Muito prezado Leandro,
salve Maria!
 
    A autoridade de um documento da Igreja provém do modo como a autoridade eclesiástica o emite.
    Se a Igreja através do Papa ou de um Concílio aprovado solenemente pelo Papa enuncia um ensinamento ex cathedra, sobre Fé ou Moral, esse ensinamento é infalível, e os fiéis tem obrigação absoluta de aceitá-lo como infalível e com Fé divina.     Se não o aceitam estarão excomungados por heresia.
     Se a Igreja ensina algo que ela sempre ensinou, sobre Fé ou Moral, para todos os fiéis, mesmo que seja em seu Magistério Ordinário, também esse ensinamento é infalível e deve ser aceito com Fé divina.
     Se o ensinamento do Magistério Ordinário é apresentado não de modo infalível, mas como doutrina praticamente certa ou certa deve-se dar a ele uma Fé eclesiática.
    Mas se o ensinamento é apenas pastoral — diferente do Magistério Ordinário — então ele não é obrigatório.
    O chamado ensinamento pastoral assumido pelo Vaticano II não foi dogmático. O próprio Papa Paulo VI declarou isso.
    O ensinamento pastoral do Concílio Vaticano II foi proposto não é imposto. Por isso, ele nem pertence ao Magistério Ordinário, mesmo falível, porque é um ensinamento meramente proposto pastoralmente.
    Ora, quando um mestre propõe algo mas não o impõe, esse ensinamento não é certo e não exige adesão alguma.
    Se um professor ensina que o quadrado da hipotenusa é igual à soma dos quadrados dos catetos, ele impõe isso aos alunos como verdade, e os alunos não tem liberdade para recusar essa verdade. Mas se o porfessor propõe apenas algo como uma sugestão ou um conselho, nenhum aluno está obrigado a aceitar isso.
    Você me manda um simples discurso de Bento XVI, e pensa que ele é dogmático.
    Isso é um absurdo.
    O Papa quando discursa, só afirma algo infalivelmente, quando expressamente diz que seu pronunciamneto, nesse discurso, implica um ensinamento infalível.
    Ora, Bento XVI não declarou de modo nenhum que nesse discurso ele falava infalivelmente.
    E como nesse discurso ele disse coisas que contrariam o que sempre foi ensinado pela Igreja, esse discurso não exige dos fiéis adesão com Fé divina, e nem mesmo  eclesiástica. O fiel é livre de aceitar ou não esse discurso — respeitando, é claro, o Papa — mas fica livre de respeitosamente discordar do que ele disse num simples discurso.
    Por exemplo, no discurso de Bento XVI que você me manda ele diz que a Igreja quer “contribuir a instaurar no mundo essa fraternidade universal”.
    Contribuir é livre.
    E a Fraternidade Universal não pode existir sem que todos aceitem a filiação do mesmo pai.

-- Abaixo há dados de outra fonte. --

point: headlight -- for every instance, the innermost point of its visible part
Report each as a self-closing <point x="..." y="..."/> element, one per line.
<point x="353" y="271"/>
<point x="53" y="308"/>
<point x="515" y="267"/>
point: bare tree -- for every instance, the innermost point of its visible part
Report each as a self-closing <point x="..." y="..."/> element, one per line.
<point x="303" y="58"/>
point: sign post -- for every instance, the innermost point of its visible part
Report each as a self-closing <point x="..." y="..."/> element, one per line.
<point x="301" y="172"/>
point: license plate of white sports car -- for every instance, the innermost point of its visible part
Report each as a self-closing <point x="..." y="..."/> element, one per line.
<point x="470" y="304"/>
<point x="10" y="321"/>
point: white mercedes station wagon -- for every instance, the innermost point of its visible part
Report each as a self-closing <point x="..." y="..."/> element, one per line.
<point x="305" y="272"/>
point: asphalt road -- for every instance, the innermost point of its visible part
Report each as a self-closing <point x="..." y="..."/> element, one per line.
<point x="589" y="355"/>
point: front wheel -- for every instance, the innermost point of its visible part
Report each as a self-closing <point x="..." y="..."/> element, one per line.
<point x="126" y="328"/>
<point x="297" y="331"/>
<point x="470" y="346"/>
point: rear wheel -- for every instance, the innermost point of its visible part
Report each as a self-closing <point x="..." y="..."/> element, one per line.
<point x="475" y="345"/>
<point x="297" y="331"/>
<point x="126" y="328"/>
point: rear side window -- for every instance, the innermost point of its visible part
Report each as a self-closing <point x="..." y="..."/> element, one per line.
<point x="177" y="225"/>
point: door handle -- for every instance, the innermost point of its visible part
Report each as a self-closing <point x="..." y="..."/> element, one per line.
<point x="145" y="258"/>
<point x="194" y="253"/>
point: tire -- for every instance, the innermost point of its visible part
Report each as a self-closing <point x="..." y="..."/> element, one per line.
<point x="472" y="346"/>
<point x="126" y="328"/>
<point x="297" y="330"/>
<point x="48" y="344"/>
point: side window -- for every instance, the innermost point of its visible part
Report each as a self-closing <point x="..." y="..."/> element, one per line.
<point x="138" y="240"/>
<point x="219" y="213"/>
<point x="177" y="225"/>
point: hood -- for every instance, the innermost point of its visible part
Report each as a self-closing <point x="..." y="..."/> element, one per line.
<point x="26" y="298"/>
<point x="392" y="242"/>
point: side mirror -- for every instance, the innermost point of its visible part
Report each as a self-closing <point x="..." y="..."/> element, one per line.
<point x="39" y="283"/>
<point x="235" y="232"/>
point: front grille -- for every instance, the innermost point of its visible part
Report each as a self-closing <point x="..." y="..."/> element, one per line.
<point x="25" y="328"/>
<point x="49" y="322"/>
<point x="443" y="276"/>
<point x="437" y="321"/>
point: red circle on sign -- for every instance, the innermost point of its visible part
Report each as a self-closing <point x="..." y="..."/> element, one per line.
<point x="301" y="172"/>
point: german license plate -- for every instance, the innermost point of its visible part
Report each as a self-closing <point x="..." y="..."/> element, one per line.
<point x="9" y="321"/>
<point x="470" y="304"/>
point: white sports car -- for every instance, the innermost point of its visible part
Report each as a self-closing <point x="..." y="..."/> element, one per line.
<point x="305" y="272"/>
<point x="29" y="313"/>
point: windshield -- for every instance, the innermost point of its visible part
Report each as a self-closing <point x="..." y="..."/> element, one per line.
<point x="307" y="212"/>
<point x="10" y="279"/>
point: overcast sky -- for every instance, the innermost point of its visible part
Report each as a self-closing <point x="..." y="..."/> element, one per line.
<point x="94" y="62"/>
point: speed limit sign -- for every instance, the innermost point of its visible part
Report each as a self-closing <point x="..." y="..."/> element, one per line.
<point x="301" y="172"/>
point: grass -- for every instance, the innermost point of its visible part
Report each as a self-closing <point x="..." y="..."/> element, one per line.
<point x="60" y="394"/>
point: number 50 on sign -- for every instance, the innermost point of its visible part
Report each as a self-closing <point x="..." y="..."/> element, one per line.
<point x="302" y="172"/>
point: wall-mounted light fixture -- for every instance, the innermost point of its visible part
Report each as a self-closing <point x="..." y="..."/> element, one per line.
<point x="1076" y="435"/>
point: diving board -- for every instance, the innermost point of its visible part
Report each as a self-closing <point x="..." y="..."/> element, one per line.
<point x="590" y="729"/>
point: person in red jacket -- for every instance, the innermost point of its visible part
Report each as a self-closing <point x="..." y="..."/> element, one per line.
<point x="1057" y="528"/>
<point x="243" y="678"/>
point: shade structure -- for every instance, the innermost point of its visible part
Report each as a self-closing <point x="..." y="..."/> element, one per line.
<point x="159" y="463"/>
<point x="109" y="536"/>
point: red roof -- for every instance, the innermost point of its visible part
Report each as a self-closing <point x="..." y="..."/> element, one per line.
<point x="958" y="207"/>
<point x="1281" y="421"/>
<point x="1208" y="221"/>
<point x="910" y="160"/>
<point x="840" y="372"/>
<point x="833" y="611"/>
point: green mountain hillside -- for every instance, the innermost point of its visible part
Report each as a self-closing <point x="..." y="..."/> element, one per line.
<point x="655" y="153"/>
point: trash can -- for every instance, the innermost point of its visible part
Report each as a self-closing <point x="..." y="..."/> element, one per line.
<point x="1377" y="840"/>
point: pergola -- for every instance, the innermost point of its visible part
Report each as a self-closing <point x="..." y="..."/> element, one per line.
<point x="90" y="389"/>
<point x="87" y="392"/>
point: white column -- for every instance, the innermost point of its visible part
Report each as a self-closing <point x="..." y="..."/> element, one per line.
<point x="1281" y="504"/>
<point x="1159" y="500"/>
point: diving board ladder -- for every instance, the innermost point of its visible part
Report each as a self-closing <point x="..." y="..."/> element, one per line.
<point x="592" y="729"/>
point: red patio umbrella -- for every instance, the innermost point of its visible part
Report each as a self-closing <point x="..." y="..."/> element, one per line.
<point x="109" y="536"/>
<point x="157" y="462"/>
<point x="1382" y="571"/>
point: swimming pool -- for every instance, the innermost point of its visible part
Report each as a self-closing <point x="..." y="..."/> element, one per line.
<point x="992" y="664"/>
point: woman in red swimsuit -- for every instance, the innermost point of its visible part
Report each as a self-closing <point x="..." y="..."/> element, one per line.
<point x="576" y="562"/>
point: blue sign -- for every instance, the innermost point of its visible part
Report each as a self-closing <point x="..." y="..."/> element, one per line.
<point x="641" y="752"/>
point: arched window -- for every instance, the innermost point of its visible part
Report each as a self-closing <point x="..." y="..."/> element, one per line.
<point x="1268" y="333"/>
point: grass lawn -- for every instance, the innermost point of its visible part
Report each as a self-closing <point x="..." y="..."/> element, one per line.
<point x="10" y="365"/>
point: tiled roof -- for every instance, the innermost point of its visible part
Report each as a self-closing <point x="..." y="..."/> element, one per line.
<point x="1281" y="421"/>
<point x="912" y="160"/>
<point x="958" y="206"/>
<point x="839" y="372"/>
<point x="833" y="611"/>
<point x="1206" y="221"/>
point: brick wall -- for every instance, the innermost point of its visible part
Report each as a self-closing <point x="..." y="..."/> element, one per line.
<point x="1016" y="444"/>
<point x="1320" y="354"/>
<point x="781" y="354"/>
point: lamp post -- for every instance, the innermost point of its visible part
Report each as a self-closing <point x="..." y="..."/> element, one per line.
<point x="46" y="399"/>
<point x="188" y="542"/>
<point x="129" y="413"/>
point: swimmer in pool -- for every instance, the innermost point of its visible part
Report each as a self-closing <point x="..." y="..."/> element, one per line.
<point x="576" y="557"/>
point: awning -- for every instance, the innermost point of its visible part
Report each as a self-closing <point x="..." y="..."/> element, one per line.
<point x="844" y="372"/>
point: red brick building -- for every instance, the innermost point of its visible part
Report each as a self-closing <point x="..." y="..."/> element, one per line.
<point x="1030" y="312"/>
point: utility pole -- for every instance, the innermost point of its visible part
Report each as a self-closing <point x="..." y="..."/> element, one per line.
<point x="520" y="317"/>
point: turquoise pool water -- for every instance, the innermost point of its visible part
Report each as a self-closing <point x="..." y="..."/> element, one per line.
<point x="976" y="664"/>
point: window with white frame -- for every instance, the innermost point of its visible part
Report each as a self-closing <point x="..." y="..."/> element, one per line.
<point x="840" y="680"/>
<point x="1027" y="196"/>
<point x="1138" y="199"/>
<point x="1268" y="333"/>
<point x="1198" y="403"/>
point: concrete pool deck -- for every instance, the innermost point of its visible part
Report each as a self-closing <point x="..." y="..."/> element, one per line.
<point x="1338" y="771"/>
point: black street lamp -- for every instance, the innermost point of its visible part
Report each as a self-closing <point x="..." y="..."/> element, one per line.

Só existe Fraternidade entre os filhos de Deus. Uma fraternidade universal — de todos os homens — sem que todos aceitem a Deus como Pai, é impossível.
    É a maçonaria que deseja a fraternidade universal sem admitir Deus como Pai.
    Outro exemplo. A igreja sempre condenou a liberdade de religião. Ora, se no Concílio Vaticano II se defendeu a liberdade de religião, isso vai contra o Magistério da Igreja, quer contra o Magistério ex cathedra infalível, quer contra o Magistério Ordinário infalível, porque sempre, mesmo no Magistério Ordinário, a Igreja sempre condenou a liberdade de religião. Logo, a defesa da liberdade de religião é proposta errada do Vaticano II, e não se deve, e nem se pode, aceitá-la.
    Mais outro exemplo desse simples discurso falível do Papa: a tese de que “a comunidade eclesial experimenta a importância de um sistema educativo que reconheça a primazia do homem como pessoa aberta à verdade e ao bem” contraria o que a Igreja sempre ensinou de que a educação tem como primeiro objetivo conduzir o homem a Deus. Só Deus tem a primazia na educação. Uma educação que não tenha a Deus como primeiro princípio e como primeiro valor não é católica. Colocar o homem como primazia na educação, sem haver referência a Deus, é antropocentrismo. E a Igreja é teocêntrica. Mas infelizmente, o Vaticano II foi antropocêntrico, e, por isso mesmo, errou em sua pastoralidade.
    E como escreveu Dante; “più non dicco, e piú non ti rispondo“.